Switch-firewall-traffic-capture

GaryByatt · August 2, 2018, 7:56am

Certainly there is bus sharing on the original model B and RPi 2 and 3. As I am unlikely to use an original model A again I can't bring myself to check that in greater detail. Bus sharing could be a significant factor for some projects, so its good to understand it.
RPi have their uses, ultimately enabling many uses cases where higher cost compute units would not be tolerated. I often see them in use in businesses for a whole range of purposes, but they have a low price for a reason, so we should not expect too much of them. I am glad they came to market, as they got me to look seriously at low power compute units.

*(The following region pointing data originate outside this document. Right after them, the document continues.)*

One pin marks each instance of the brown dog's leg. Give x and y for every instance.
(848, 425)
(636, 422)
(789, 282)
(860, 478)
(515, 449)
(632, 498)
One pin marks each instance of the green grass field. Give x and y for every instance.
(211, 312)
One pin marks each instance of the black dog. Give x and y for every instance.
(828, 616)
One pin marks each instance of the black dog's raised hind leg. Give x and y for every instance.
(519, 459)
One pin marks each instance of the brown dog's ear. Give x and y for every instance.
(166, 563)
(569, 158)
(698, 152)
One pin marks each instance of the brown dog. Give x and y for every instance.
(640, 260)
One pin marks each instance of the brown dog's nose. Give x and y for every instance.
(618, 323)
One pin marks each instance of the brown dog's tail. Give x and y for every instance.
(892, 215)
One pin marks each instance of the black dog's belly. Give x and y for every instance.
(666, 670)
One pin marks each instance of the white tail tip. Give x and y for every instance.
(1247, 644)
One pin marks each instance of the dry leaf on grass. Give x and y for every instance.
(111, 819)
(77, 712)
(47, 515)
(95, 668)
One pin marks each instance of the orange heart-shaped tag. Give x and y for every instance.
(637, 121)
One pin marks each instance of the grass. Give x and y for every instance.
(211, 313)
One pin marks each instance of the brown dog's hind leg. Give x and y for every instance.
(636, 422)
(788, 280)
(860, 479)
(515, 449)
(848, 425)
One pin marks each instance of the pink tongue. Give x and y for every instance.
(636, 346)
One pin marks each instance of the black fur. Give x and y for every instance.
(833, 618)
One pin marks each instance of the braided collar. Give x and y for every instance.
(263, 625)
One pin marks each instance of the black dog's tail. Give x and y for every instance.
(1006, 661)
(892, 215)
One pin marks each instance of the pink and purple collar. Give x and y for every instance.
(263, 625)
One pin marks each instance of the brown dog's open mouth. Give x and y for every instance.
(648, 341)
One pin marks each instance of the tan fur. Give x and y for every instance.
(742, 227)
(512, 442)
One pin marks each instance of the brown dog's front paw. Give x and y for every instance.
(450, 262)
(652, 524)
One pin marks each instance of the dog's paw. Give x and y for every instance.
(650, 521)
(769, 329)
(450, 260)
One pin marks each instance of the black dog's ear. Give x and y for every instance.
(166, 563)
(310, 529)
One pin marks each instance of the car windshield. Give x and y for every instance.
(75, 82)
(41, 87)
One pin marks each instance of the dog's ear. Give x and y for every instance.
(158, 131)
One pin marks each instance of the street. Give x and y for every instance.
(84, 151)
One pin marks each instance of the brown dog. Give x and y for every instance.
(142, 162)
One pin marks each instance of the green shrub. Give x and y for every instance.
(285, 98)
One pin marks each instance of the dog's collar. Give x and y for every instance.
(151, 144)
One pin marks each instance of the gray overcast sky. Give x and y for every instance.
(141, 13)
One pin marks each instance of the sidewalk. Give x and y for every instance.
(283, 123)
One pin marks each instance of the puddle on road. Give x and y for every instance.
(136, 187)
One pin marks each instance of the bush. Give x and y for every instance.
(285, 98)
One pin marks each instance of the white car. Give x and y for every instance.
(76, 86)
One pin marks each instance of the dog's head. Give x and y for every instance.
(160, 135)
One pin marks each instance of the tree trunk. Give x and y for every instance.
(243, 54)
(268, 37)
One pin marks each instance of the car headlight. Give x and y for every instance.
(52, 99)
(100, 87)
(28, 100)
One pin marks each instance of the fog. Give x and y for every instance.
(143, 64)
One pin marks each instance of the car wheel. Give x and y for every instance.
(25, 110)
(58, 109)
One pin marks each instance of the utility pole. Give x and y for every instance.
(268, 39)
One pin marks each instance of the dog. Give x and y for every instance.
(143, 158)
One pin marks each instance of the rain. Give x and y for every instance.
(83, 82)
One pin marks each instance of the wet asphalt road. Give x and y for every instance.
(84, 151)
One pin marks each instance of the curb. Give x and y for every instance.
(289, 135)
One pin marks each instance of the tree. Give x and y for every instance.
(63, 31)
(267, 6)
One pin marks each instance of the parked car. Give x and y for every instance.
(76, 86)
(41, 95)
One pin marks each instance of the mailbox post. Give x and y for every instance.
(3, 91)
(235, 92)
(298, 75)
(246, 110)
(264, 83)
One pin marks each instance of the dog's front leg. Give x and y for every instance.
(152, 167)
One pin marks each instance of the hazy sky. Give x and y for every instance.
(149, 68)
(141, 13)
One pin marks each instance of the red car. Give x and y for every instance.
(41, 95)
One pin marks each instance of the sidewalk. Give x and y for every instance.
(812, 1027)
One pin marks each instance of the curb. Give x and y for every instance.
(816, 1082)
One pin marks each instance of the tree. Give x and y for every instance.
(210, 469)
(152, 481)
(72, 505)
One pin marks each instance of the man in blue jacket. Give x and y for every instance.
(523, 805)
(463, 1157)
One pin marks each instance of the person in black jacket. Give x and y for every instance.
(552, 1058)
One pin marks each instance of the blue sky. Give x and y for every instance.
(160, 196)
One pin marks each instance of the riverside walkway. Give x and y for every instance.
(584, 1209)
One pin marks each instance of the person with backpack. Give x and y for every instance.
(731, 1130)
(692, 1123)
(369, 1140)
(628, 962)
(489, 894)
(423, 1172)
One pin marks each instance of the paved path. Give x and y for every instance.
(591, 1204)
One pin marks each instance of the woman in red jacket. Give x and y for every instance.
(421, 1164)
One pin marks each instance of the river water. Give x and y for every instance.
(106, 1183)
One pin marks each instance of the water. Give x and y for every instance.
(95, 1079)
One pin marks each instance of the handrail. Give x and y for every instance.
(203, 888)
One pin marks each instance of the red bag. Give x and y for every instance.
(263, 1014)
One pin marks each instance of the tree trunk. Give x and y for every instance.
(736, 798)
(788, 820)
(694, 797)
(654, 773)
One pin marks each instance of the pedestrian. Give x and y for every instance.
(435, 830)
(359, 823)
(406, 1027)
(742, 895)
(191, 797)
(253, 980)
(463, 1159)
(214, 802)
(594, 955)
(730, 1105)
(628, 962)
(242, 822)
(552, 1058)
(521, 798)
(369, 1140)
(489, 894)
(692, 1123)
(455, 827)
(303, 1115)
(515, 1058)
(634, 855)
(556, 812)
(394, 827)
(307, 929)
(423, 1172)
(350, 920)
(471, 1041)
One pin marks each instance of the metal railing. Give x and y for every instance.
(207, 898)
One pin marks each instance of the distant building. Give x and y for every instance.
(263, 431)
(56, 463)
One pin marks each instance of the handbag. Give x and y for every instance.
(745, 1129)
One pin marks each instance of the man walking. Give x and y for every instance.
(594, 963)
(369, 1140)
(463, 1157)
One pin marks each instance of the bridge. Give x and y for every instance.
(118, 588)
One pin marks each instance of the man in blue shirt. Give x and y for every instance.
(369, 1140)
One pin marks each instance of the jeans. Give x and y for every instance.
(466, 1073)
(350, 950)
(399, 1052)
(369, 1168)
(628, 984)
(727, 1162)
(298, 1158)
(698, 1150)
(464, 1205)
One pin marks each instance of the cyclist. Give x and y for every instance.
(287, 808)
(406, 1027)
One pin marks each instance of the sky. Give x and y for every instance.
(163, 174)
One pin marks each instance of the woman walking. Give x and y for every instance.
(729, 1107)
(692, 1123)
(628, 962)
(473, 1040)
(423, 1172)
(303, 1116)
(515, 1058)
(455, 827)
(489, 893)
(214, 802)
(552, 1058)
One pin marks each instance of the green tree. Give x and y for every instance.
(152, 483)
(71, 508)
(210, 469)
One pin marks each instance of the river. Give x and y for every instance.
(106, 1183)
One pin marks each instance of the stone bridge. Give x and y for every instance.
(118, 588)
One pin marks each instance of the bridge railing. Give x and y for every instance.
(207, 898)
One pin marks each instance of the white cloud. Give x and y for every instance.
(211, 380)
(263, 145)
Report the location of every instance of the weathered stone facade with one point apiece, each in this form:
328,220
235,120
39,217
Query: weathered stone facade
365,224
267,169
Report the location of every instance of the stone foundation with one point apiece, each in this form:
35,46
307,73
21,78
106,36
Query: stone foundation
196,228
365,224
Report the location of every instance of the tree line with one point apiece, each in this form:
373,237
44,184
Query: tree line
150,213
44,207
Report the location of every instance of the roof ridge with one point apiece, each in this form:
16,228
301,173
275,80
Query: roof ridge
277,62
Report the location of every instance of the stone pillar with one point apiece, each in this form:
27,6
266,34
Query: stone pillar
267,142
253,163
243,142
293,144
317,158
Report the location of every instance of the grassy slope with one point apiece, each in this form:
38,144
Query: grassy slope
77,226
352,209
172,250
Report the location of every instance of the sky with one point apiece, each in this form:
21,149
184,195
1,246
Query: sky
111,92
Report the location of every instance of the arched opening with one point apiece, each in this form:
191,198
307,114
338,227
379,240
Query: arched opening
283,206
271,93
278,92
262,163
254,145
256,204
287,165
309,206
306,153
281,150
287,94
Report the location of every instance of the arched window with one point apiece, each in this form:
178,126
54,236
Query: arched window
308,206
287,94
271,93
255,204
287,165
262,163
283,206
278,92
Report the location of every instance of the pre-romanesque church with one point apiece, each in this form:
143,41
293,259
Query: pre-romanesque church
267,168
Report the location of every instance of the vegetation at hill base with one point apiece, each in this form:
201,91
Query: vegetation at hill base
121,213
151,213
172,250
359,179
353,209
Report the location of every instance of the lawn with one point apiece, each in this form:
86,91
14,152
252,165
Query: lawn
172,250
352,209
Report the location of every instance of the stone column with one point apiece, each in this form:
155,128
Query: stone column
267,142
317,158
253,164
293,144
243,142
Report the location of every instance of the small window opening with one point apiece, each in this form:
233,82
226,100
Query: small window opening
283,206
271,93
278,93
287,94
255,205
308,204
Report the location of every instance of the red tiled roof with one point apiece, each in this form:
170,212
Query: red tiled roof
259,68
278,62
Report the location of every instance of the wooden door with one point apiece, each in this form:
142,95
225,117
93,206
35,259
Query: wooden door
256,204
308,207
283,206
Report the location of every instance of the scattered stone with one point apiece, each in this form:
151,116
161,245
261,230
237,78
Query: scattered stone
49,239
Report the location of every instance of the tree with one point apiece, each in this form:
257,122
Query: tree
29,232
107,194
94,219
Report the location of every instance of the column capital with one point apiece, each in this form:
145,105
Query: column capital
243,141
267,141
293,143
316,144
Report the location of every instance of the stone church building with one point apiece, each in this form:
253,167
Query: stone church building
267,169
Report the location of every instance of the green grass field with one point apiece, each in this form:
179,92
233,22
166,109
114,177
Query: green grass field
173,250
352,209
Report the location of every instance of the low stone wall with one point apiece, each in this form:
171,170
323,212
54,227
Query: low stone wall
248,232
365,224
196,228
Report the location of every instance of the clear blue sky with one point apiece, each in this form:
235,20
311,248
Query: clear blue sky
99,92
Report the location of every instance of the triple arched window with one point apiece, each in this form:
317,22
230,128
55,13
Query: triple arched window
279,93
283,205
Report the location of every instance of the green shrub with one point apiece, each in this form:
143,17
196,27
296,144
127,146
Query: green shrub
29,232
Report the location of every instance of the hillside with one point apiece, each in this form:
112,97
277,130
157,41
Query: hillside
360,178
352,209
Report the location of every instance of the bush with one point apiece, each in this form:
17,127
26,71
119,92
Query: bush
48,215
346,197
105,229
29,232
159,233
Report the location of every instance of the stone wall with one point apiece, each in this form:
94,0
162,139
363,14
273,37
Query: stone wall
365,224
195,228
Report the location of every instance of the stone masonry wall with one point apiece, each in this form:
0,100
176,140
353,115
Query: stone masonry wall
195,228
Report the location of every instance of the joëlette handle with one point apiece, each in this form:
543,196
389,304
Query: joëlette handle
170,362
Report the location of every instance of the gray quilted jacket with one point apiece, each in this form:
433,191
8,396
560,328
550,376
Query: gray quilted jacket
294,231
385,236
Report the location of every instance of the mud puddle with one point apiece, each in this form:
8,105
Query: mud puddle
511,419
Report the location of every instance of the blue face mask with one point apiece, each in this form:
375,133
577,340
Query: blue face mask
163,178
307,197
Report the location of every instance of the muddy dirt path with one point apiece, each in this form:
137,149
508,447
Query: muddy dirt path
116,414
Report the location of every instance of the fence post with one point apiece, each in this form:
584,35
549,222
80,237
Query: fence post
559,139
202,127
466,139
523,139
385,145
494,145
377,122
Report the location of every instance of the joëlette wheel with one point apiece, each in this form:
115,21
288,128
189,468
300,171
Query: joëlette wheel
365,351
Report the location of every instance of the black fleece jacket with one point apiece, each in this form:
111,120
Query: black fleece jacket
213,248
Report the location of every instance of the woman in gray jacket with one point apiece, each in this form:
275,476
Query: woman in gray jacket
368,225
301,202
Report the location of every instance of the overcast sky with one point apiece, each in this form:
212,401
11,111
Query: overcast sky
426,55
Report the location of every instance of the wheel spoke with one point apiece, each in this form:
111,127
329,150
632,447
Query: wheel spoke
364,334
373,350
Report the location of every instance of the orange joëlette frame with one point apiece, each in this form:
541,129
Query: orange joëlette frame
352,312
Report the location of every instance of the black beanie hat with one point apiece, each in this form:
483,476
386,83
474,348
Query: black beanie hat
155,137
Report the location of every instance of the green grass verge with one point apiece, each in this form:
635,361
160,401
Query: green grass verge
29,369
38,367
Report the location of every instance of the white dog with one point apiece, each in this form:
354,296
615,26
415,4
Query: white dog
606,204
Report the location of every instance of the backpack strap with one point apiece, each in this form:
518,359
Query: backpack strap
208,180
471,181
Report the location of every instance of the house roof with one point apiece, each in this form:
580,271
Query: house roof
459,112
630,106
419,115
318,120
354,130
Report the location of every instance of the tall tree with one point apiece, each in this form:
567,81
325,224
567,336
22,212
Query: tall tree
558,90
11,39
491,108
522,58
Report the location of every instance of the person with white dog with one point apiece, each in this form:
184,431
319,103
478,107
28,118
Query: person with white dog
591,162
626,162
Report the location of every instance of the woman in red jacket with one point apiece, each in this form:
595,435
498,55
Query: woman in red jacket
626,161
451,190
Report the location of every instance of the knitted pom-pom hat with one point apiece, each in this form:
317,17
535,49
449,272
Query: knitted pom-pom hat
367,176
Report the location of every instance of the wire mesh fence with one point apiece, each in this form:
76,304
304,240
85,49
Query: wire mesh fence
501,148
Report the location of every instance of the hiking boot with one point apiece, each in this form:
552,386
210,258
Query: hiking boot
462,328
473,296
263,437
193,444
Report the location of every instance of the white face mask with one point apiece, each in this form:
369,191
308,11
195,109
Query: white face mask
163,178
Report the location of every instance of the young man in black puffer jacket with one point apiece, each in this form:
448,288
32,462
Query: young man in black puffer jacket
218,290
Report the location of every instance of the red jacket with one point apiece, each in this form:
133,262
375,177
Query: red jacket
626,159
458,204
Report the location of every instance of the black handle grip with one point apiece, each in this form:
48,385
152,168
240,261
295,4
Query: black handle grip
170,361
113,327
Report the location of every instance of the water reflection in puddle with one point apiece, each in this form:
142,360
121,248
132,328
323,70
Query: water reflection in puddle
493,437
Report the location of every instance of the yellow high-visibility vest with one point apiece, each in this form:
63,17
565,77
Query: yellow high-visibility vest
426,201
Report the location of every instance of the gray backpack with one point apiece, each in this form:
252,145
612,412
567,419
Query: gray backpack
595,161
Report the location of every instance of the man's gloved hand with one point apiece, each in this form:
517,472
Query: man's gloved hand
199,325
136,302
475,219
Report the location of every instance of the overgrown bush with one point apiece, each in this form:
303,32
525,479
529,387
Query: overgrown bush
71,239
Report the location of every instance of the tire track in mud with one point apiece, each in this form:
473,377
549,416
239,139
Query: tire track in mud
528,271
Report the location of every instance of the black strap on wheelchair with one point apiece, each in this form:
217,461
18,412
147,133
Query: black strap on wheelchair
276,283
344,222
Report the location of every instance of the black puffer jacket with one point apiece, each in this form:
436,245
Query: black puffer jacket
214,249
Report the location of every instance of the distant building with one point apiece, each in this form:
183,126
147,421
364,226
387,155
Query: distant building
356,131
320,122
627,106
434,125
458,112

GaryByatt · August 2, 2018, 10:09am

I have never used ZFS, but you have got me interested. I will be looking for use cases for that from now, although as you say there are issues reported around using it that stop me using it until I understand it and its issues better.
Performance comparison shows the AMD GX-412HC at 1.2 GHz (can’t find numbers on the 1 GHz GX-412TC used in the APU2C2) is quite close to the Celeron N2920 and probably fast enough. Performance to price ratio is very similar too. However, I can get a Chinese J1900 device (so circa 22% faster CPU mark over the GX-412HC and N2920) with 4 Intel NIC 2 GB RAM 32 GB eMMC (but no circuit design so not sure what I am getting) for very similar money.
Glad you mentioned irqbalance, not used it. Docs on it says its for balancing across processors rather than cores. So I will experiment a bit with it.
Great detail on the bridging requirement. This sounds like it will be the biggest challenge as I clearly don’t understand it well enough yet.
Also Interested to hear about the cross-port leaking before boot is complete. In fact, a few weeks back I looked into similar behaviour I have detected multiple times over the years in different in running commercial switches. The more I looked the more special cases I found. When I got to ten I stopped. Broadly, in some special cases a switch may not be certain of traffic’s destination port, so rather than just drop it broadcasts the traffic so that it will arrive where it should, even it arrives where it shouldn’t too. I have no doubt that a network exploit using this will be created, if it has not already.
Thanks for all the help; you know a lot.

jeff · August 2, 2018, 4:13pm

The "issues" are very straightforward -- Linux and many Linux-based distros are licensed under the very restrictive GPL-family, ZFS is licensed under a much more open license. As such, you can't distribute the two of them together in binary form. You just have to build the ZFS modules from source during install, then on your target machine. It's straightforward. See for example https://github.com/zfsonlinux/zfs/wiki/Debian-Stretch-Root-on-ZFS

Nor the quality or authenticity of the components on the board or the build quality. Take a gander at, for example, the pfSense forums for some enlightening opinions about the cheap imports. In a similar vein, there are lots of new "Intel" NICs out there selling at "surprisingly reasonable" prices that are certainly couterfeit. See, for example, https://forums.servethehome.com/index.php?threads/comparison-intel-i350-t4-genuine-vs-fake.6917/

On the consumer-grade switch chips "leaking", basically they come up with a "stock" configuration at power-on. In contrast to a good SOHO- or enterprise-grade switch, the ports are not "held off" until the switch is configured. So you get whatever that switch chip has as its power-on configuration for the minute or so until the OS configures it. This can mean that, for example, all the LAN ports are bridged together for that period of time.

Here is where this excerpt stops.